The paper provides an analytical characterization of the mass distribution exponents and crossover behavior in minimal fragmentation of regular polygons, including anisotropic effects.

Findings

Power-law exponent of 1/2 for small mass limit

Crossover to a second power-law regime with exponents 1/3 and 2/3

Analytical determination of mass distribution behavior in minimal fragmentation

Abstract

Minimal fragmentation models intend to unveil the statistical properties of large ensembles of identical objects, each one segmented in {\it two} parts only. Contrary to what happens in the multifragmentation of a single body, minimally fragmented ensembles are often amenable to analytical treatments, while keeping key features of multifragmentation. In this work we present a study on the minimal fragmentation of regular polygonal plates with up to $100$ sides.
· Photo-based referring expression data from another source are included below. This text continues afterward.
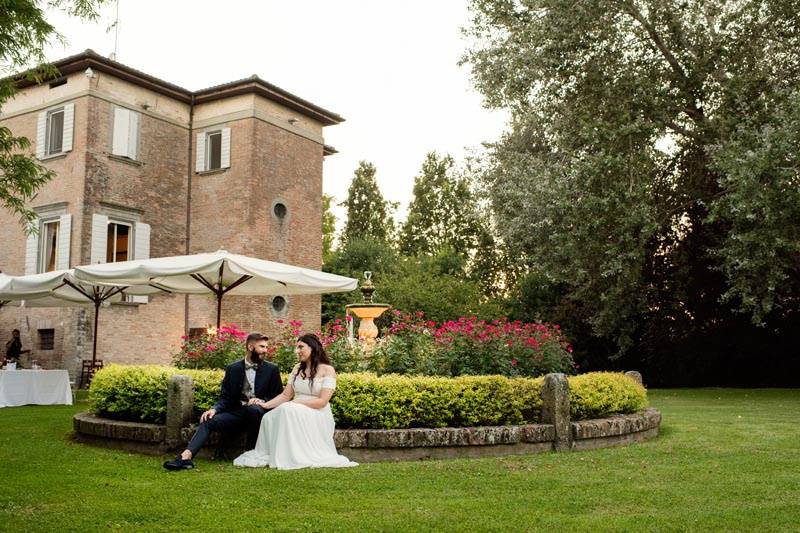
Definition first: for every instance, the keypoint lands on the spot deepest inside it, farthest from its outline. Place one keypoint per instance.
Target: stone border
(557, 432)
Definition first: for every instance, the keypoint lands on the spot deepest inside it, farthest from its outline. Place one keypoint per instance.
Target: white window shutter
(141, 250)
(200, 160)
(69, 120)
(119, 144)
(225, 160)
(64, 232)
(32, 252)
(99, 238)
(41, 130)
(133, 134)
(142, 243)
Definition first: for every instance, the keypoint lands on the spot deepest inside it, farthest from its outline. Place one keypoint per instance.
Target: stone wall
(367, 445)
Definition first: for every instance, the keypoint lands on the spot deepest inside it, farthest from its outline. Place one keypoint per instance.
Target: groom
(252, 377)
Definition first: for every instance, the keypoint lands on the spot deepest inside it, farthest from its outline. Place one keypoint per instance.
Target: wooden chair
(87, 372)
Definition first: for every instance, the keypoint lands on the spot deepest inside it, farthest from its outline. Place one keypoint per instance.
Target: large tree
(651, 164)
(369, 215)
(24, 33)
(442, 213)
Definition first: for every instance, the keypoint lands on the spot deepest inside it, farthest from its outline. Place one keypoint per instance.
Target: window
(46, 339)
(278, 304)
(196, 333)
(118, 242)
(55, 131)
(125, 142)
(54, 128)
(214, 150)
(48, 246)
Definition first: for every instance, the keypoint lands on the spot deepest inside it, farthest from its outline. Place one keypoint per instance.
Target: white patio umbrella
(218, 273)
(60, 288)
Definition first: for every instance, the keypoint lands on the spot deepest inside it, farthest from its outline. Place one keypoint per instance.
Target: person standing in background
(14, 348)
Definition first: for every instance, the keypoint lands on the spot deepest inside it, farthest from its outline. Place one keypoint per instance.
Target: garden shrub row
(367, 401)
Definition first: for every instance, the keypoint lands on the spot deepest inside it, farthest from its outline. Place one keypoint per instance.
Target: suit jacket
(267, 385)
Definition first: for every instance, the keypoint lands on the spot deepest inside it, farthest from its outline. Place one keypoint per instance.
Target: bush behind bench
(367, 401)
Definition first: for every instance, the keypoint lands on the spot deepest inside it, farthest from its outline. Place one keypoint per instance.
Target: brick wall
(231, 209)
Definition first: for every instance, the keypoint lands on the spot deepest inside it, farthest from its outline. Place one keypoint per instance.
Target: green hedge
(139, 393)
(599, 394)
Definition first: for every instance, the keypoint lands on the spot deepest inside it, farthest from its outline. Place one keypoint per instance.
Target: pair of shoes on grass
(179, 464)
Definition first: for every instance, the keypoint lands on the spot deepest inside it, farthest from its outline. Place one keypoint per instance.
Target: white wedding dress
(297, 436)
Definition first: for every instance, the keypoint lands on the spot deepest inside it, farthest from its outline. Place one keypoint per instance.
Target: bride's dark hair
(318, 357)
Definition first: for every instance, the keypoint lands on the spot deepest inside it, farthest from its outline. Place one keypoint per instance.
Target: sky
(389, 68)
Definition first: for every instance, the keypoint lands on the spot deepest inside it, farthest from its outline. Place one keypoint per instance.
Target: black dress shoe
(179, 464)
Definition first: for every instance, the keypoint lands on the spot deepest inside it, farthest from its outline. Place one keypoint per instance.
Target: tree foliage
(369, 215)
(328, 226)
(442, 213)
(24, 32)
(651, 162)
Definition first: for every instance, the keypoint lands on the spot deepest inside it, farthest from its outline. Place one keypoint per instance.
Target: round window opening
(279, 304)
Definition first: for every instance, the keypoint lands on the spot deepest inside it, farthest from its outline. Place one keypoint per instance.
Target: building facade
(148, 169)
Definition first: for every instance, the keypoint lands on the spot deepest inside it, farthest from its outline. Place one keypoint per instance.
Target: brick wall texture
(231, 209)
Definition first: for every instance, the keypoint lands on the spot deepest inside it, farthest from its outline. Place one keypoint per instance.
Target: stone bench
(556, 432)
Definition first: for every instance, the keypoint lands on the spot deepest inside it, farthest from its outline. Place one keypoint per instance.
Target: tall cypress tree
(368, 213)
(443, 213)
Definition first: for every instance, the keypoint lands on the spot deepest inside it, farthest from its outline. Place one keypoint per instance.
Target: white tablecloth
(37, 387)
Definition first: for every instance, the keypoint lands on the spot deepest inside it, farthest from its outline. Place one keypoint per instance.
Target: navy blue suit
(232, 416)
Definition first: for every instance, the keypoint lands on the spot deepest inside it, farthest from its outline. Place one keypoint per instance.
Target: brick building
(148, 169)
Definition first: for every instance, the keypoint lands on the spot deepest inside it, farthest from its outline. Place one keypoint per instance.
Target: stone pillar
(555, 409)
(635, 376)
(180, 405)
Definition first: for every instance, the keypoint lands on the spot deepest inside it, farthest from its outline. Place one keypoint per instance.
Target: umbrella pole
(219, 308)
(94, 342)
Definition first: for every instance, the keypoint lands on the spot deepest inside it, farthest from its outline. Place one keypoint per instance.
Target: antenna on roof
(115, 25)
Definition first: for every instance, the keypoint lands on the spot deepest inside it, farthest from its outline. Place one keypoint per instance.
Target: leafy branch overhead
(651, 162)
(24, 33)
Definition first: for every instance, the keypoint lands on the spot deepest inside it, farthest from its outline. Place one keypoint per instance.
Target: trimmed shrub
(367, 401)
(598, 394)
(139, 393)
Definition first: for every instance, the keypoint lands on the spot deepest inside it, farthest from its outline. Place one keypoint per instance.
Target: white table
(34, 387)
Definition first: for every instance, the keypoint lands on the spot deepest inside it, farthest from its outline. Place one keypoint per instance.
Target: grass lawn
(725, 460)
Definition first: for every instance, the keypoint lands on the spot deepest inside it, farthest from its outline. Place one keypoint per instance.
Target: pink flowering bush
(469, 346)
(409, 345)
(214, 349)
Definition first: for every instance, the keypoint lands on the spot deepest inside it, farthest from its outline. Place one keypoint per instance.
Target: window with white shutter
(213, 150)
(125, 142)
(64, 233)
(54, 130)
(48, 245)
(115, 239)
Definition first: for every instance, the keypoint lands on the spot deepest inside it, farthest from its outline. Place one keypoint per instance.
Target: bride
(298, 431)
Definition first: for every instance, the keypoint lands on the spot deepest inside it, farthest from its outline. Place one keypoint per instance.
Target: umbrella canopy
(60, 288)
(218, 273)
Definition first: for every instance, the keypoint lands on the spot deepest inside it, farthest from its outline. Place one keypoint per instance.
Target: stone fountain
(367, 312)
We observe in our model the typical statistical behavior of a solid teared apart by a strong impact, for example. That is to say, a robust power law, valid for several decades, in the small mass limit. In the present case we were able to analytically determine the exponent of the accumulated mass distribution to be $\frac{1}{2}$. Less usual, but also reported in a number of experimental and numerical references on impact fragmentation, is the presence of a sharp crossover to a second power-law regime, whose exponent we found to be $\frac{1}{3}$ for an isotropic model and $\frac{2}{3}$ for a more realistic anisotropic model.